Even though I had a particular interest in contemporary studies of
German fascism, I never made the link between electronic mailing lists
and the bureaucratic efforts of Eichmann's assistants to list Jews,
gypsies and others. The computer aspect of listing deportees had been
described by Goetz Aly and Karl-Heinz Roth in their brief but excellent
1984 book Die restlose Erfassung (The Nazi Census), which, at the time,
made a big impact on me. As Michael Kater writes in his review (1),
order is the premise of destruction. We all somehow know that Ordnung
by punchcard prepared the path to Auschwitz. But to read all the
details, and then remember, and implement its consequences in everyday
politics is something else. In particular if you've made computing your
passion and profession, as happened to me. Edwin Black's IBM and the
Holocaust from 2001 provided us with the complete history. Far more
detailed, it fails the analytic clarity of Aly and Roth, and political
engagement, as this booklet was part of a poltical campaign against
organizing a census in West-Germany. The collective memory of why
authorities gather data of entire populations, back then, and a broad
resistance was still alive, back then — and vanished so rapidly,
particularly after 911. The resistance in 1970 against a census in the
Netherlands is one of the first campaigns that I remember. My parents,
and in particular my mother refused categorically and explained the
protest to me. The burning of Amsterdam's population register was one
of the many heroic acts of the Dutch resistance that I grew up with.

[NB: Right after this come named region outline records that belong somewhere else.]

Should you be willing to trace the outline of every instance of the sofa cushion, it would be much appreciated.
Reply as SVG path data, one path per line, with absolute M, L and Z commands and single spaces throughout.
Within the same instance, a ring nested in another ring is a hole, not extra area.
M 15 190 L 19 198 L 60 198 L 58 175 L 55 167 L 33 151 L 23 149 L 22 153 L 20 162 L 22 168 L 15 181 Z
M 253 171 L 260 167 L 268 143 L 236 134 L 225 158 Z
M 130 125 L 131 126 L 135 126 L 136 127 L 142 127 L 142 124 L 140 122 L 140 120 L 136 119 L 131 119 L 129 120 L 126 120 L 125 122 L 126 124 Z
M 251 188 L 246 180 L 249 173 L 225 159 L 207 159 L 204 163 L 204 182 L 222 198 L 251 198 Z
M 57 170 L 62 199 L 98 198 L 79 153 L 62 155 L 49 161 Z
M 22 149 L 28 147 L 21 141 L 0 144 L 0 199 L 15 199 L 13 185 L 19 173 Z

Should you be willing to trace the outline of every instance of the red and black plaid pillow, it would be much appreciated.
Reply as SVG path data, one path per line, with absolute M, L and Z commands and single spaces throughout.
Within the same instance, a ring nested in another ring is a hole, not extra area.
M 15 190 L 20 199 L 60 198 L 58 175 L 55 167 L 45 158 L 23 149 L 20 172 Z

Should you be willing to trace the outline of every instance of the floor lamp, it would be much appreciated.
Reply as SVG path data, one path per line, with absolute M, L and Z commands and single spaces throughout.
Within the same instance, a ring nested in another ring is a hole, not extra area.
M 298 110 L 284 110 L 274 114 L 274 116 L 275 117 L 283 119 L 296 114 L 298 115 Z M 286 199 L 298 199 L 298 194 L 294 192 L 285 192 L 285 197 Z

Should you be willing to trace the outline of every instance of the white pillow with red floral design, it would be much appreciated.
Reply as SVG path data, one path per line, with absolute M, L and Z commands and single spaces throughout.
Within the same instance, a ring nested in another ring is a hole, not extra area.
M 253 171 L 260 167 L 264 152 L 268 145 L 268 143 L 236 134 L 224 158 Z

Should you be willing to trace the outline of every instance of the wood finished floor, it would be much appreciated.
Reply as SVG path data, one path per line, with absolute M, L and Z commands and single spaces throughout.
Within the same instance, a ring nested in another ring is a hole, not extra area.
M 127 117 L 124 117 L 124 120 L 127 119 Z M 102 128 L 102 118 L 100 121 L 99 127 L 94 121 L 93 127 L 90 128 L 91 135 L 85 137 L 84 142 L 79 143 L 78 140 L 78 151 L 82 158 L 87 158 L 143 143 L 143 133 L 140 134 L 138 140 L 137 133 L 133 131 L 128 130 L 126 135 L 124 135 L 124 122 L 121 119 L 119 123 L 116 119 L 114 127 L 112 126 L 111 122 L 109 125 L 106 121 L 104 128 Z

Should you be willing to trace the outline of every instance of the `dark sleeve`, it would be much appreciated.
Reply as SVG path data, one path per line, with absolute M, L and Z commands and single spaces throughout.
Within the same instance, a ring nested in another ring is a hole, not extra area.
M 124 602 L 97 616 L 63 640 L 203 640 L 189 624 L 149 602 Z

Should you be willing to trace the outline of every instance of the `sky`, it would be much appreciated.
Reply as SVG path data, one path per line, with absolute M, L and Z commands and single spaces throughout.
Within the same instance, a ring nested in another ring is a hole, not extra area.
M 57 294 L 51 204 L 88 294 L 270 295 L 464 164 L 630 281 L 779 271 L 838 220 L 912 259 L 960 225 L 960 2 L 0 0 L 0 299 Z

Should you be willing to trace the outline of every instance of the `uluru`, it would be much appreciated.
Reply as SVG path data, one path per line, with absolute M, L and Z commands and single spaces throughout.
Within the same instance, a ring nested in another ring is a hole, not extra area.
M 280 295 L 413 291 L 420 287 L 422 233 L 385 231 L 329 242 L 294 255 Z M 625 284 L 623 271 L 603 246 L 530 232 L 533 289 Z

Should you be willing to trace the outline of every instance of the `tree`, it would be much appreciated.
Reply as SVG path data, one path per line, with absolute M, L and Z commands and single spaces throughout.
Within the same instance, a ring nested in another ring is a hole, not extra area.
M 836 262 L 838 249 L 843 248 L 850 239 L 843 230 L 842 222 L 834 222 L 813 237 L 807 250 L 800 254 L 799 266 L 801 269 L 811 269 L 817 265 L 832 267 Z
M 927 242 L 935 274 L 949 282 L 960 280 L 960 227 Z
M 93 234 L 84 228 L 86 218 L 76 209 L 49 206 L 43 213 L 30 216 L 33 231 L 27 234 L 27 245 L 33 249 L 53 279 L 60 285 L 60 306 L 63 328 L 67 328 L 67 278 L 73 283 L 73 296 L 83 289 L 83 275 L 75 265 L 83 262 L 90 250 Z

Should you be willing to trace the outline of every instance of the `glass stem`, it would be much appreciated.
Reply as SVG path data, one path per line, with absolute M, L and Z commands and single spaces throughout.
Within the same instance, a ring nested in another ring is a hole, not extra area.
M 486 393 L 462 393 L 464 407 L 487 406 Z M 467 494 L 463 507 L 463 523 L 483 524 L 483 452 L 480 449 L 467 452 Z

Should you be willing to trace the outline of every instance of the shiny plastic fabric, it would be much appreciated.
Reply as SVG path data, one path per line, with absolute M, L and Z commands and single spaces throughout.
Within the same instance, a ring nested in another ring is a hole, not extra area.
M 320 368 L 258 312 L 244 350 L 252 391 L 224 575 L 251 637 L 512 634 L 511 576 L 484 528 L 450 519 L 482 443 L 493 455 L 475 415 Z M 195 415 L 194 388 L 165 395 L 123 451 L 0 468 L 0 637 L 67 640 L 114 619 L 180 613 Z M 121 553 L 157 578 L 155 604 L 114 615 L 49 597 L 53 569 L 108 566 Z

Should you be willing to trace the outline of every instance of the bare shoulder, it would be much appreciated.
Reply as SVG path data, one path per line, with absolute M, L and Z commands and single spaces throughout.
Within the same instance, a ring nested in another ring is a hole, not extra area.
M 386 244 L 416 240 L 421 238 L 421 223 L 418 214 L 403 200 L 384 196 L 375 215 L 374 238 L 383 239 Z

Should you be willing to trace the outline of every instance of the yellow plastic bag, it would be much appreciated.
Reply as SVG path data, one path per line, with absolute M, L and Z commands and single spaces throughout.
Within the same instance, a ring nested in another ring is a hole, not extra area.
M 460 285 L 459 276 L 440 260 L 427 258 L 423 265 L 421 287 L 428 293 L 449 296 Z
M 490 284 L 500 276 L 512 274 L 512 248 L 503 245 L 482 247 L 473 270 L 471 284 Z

However, the attack in March 1943 came too late, and the question why
the deportation of Jews was so systematic, so successful, particularly
in my birth town, so proud of its Nazi resistance, could only be posed
in the nineties, and is still a matter of fierce debate.
Hailing from a long-line of Marxist thinkers and activists, as well as
Shoah descendants, Montreal-based Kenneth C. Werbin works as a PhD
student in the Department of Communication Studies at Concordia
University. His nearly finished dissertation, "The List Serves: Bare
Life in Cybernetic Order," probes questions of list culture; arguing
that the Third Reich's engagement of a conjunction of early IBM
computing technology, listing practices, and discourses of
surveillance, identification and control, was the first cybernetic
feedback system for maintaining social order around bare life; and
investigating how the resonance of this conjunction reverberates today.
Also a part-time lecturer, Kenneth participates as a moderator/event
coordinator for the University of the Streets Public Dialogue Series,
and is a student researcher with the Canadian Research Alliance for
Community Innovation and Networking. I got into contact with Kenneth
Werbin in 2005. The context of this exchange was the June 2006 debates
on the nettime list concerning moderation and the growing limits of
email lists in an era in which most users hang out on the Web, play
games on their mobile phones and no longer care about their
over-spammed email inboxes.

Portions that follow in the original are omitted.